Предлагается четко сформулировать православное отношение к правилам ритуальной нечистоты, ведущим начало из Ветхого Завета, отношение к гражданскому и фактическому браку и т.п. По какому чину венчать тех, кто живет в браке уже много лет? Каково соотношение и значение церковного и гражданского браков? Как Церкви реагировать на образование семей лицами, находящимися в разводе? Может ли иметь место специальный чин церковного благословения для лиц, состоящих в разводе и создающих новую семью? Определить отношение Церкви к смешанным бракам православных с инославными, иноверцами, неверующими. Вопрос о возможности или невозможности венчать незарегистрированные в ЗАГСах браки.

Предлагается разработать сборник предписаний, определяющих единый богослужебный устав для приходов РПЦ.

В области церковного права указывается на необходимость выработать общецерковные положения в отношении: а) нижнего предела возраста ставленников; б) то же — для неженатых ставленников; в) то же — для монашеского пострига; г) определения пределов икономии в случаях двоеженства клириков и т.п.; д) единых правил и практики, касающихся дней совершения венчания; е) недопустимости примирения с распространенной повсеместно практикой крещения обливанием даже детей; ж) процесса и формулы о разводе.

Предлагается определить церковно-административные границы пастырской и духовнической ответственности.

Соборно определить и рекомендовать для практического применения срока епитимий, касающихся временного отлучения от Святого Причащения.

Предлагается дать богословскую оценку Уставу об управлении РПЦ.

Дать современное богословское толкование терминам “акривия” и “икономия” в канонической практике.

Провести богословский анализ вопроса об автономии и автокефалии.

Дать богословское обоснование 3-м чинам приема в Православную Церковь из инославия.

Составить сборник пастырско-канонических предписаний, в котором были бы определены формы и способы применения канонических правил Православной Церкви в современных условиях.

Для контроля за содержанием издаваемых книг на церковные темы предлагается учредить церковную цензуру.

В сфере межправославных отношений указывается на то, что множество проблем, прежде всего, экклезиологических и канонических, требуют общеправославного богословского решения. Утверждение внутреннего единства Православной Церкви в свидетельстве современному миру требует возрождения ее соборной жизни.

По проблеме отношений Православной Церкви к инославию говорится о том, что исторически оно оставалось весьма противоречивым и колебалось от самоизоляции до стремления к открытости инославию и даже попыток уподобления ему. Наиболее продуктивным, очевидно, будет средний путь — свидетельство вероучительной полноты православной истины всему христианскому миру и частичное усвоение практического и научного опыта инославия.
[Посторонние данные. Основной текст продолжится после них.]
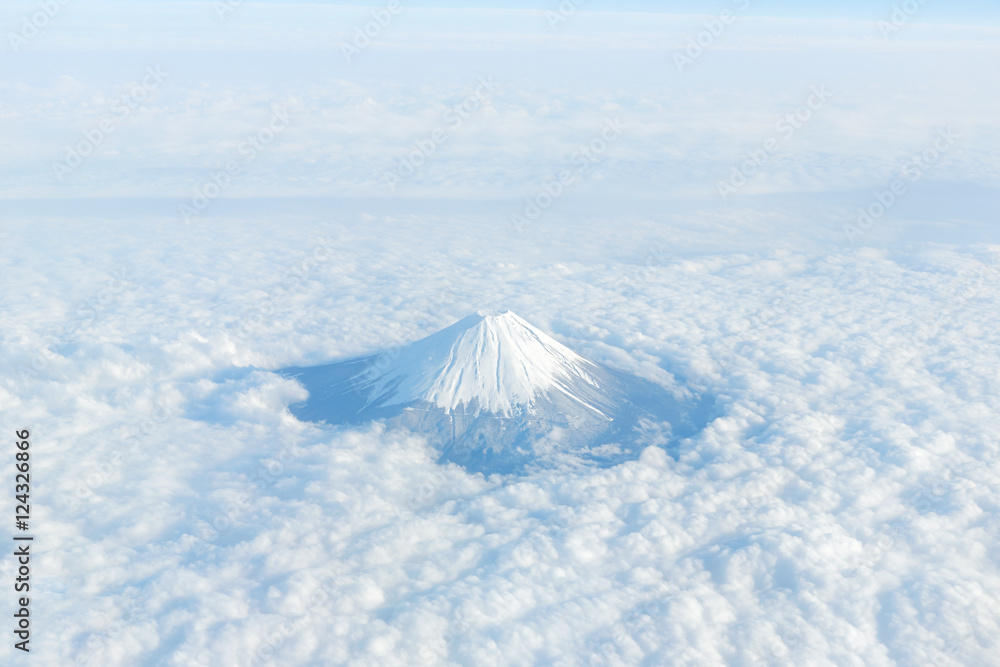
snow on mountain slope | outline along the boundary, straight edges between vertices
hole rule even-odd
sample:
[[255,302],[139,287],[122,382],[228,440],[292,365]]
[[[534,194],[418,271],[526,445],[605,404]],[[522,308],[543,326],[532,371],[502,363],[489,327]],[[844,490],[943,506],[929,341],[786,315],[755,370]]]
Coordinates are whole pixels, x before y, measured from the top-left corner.
[[601,416],[574,394],[597,388],[597,367],[510,311],[470,315],[414,343],[370,387],[370,402],[426,401],[449,411],[463,406],[510,417],[555,391]]
[[711,402],[584,359],[510,311],[470,315],[394,353],[282,373],[309,391],[289,406],[303,421],[386,420],[488,472],[631,458],[699,430]]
Утверждается, что в настоящее время паства и пастыри нуждаются в ясном знании о том, какая часть инославного мира сохранила церковность и каково действие благодати Божией вне пределов Православия. Необходимо определить, какие моменты учения и практики инославия неприемлемы для Православной Церкви, а какие могут быть приняты в качестве частного богословского мнения.

Говорится о том, что сегодня назрела необходимость общецерковной богословской оценки кризиса современного экуменического движения, который ставит Русскую Православную Церковь перед необходимостью пересмотреть формы ее участия в этом движении. В этом отношении весьма интересным может оказаться пример Римо-Католической Церкви, которая, как известно, воздерживается от вступления в ВСЦ, но принимает участие в тех видах экуменической деятельности, которые считает приемлемыми и полезными.
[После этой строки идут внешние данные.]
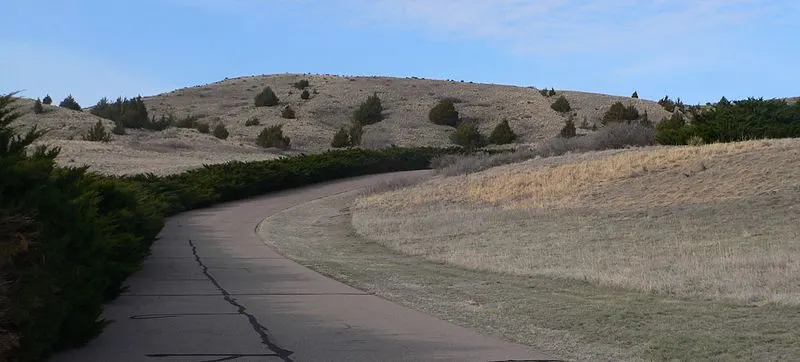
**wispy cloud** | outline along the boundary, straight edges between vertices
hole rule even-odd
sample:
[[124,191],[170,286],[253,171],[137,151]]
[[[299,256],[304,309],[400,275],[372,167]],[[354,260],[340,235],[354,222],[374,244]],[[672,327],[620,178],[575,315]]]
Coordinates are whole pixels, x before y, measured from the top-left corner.
[[775,21],[800,5],[763,0],[348,1],[364,22],[441,39],[486,41],[516,55],[615,63],[617,76],[713,66],[735,57],[742,24]]
[[[713,41],[743,21],[776,14],[758,0],[349,1],[365,19],[541,55],[664,49]],[[630,49],[626,49],[630,52]]]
Особого богословского осмысления заслуживает долг православного свидетельства инославию, и особая роль в этом свидетельстве принадлежит Русской Церкви. Несмотря на то, что ее мученическая история все более изгоняется из западного общественного сознания, сам пример жертвенного служения истине Христовой в нашем столетии имеет огромное значение в условиях современного упадка веры на христианском Западе.
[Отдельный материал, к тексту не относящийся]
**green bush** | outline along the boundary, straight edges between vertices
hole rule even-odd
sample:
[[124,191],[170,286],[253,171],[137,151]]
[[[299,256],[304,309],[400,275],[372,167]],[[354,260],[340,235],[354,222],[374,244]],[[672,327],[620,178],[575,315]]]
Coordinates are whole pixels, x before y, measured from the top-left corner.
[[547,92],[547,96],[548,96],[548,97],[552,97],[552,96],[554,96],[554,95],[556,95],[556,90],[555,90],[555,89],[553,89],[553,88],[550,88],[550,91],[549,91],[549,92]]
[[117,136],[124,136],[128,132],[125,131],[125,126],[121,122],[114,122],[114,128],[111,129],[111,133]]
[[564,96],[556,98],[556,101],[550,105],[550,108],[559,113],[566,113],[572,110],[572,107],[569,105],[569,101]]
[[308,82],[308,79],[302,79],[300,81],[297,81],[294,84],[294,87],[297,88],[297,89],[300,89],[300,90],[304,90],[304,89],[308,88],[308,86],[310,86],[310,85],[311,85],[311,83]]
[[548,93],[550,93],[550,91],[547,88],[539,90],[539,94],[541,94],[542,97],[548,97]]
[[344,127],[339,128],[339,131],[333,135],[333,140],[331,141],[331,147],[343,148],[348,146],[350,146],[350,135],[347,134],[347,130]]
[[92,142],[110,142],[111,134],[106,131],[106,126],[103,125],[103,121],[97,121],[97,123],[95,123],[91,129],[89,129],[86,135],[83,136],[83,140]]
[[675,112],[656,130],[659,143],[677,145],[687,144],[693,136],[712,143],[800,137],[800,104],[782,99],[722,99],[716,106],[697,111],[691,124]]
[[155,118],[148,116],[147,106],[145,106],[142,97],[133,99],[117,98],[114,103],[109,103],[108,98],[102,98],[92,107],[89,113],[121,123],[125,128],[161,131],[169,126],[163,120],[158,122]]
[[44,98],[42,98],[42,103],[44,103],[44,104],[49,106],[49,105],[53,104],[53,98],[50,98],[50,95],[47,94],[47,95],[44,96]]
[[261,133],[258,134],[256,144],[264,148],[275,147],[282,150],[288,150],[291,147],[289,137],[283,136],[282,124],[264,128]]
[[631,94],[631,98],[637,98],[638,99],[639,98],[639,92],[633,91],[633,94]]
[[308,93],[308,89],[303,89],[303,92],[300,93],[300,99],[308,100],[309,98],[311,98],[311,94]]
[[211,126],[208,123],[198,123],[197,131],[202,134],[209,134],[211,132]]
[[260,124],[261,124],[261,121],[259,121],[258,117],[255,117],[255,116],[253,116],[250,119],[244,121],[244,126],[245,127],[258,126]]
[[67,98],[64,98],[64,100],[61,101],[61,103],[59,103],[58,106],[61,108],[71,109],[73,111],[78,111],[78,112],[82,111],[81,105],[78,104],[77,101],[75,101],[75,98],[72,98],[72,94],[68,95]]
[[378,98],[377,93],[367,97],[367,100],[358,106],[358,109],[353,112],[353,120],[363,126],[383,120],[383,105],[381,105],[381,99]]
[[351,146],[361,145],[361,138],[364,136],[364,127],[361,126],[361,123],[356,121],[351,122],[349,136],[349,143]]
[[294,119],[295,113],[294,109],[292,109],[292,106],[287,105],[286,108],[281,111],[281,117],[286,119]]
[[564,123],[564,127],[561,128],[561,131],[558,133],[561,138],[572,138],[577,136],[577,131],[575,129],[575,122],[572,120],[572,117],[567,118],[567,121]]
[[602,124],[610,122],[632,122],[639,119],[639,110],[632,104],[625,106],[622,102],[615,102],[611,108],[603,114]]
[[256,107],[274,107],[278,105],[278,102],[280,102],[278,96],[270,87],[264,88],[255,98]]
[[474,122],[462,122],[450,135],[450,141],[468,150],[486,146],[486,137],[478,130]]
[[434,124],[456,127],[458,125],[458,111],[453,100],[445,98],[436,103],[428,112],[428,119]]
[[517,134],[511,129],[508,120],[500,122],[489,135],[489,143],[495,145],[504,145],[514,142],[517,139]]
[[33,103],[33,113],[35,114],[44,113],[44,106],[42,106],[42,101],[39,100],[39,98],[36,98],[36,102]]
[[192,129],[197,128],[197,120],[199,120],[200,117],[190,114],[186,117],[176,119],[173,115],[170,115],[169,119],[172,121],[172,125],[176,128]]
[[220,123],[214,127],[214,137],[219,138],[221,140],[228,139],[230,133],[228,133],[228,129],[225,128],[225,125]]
Говорится и о том, что развитие русской богословской науки требует творчески-критического усвоения достижений западной церковной науки. Крайне необходимо критическое прочтение современного западного богословия и его православная оценка. Столь же существенно изучение опыта христианского свидетельства секулярному и иноверному миру, который существует в инославии.

Предлагается унифицировать чины приема в Православие из различных христианских деноминаций, а также определить формы присоединения к Церкви людей крещенных, а затем состоявших в оккультных, неоязыческих или сатанинских сектах и желающих вновь возвратится в Православие.

В сфере отношений с нехристианскими религиями говорится о том, что растущая взаимосвязанность мира расширяет границы соприкосновения Православия не только с инославием, но и с иноверием, и этот процесс не может остаться вне поля зрения современной богословской мысли.

Трагические уроки прошлого и его рецидивы в настоящем побуждают сознание Церкви вновь утверждать необходимость мирного сосуществования с нехристианскими религиями и даже сотрудничества с ними. С другой стороны, нельзя не признать, что условия такого сосуществования могут налагать ограничения на исполнение долга свидетельства миру, который предлежит Церкви Христовой. Разрешение этого острейшего противоречия современности остается одной из задач русской богословской науки. Говорится о необходимости выработать богословские критерии допустимого сотрудничества Православия с иноверием.

По проблеме “Церковь и мир” говорится о том, что сегодня в секулярном обществе на смену религиозному безразличию все чаще приходит новое религиозное содержание, в той или иной мере окрашенное антихристианством. Эта антихристианская духовная реальность все более проявляет себя в попытках разрушения традиционных нравственных ценностей, доселе казавшихся незыблемыми.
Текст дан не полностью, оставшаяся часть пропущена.